Earlier this month, Defending the Republic sued the Food and Drug Administration demanding that the government agency quickly turn over records reflecting the way it approved the Moderna COVID-19 vaccine. The lawsuit is chock full of ominous sounding anti-vax points about the “glaring issues in the approval process.” The complaint was electronically signed by Miller, Powell, and Texas attorney Robert H. Holmes.

Meanwhile, Federal Election Records show that Powell’s similarly named PAC was used to bankroll the infamous Cyber Ninjas for their so-called election audit in Arizona, a misadventure that perpetuated unproven claims of election fraud and ended when the group concluded that now-President Joe Biden did, in fact, beat former President Donald Trump fair and square. According to FEC records, the PAC paid the Florida computer technicians $14,995 in September last year.
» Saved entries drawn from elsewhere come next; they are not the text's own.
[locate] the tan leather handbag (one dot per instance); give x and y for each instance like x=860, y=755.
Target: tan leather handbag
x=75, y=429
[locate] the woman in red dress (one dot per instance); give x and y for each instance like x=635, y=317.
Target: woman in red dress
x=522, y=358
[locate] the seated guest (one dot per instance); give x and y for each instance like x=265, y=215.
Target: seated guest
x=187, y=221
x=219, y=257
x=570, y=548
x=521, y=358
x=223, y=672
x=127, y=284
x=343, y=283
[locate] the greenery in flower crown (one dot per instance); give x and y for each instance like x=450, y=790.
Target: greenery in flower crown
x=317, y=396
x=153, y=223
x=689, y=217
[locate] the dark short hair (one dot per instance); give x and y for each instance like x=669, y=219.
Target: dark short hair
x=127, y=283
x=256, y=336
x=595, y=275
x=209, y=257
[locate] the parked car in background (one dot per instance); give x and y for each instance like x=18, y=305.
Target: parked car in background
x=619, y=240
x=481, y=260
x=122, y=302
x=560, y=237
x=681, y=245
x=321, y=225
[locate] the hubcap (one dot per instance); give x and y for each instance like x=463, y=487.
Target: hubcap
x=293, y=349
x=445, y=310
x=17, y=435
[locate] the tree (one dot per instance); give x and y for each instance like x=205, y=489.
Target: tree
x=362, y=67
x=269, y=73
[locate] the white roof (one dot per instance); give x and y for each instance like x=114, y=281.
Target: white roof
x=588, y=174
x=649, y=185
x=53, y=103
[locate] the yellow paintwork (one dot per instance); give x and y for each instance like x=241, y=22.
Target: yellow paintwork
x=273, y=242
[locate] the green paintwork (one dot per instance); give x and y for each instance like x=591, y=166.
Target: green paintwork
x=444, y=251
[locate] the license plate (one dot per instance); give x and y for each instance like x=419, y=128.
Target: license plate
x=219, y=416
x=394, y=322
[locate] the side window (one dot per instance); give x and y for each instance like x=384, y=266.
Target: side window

The matter of ensuring that Oath Keepers who are taking money from Powell’s group are aware of that potential conflict is currently before U.S. District Judge Amit Mehta. Prosecutors have asked him to hold “on the record” meetings in his chambers with each defense lawyer to have them explain the financial arrangements—and if their clients understand the implications.

Mehta could rule on the prosecutors’ motion in the coming days or weeks.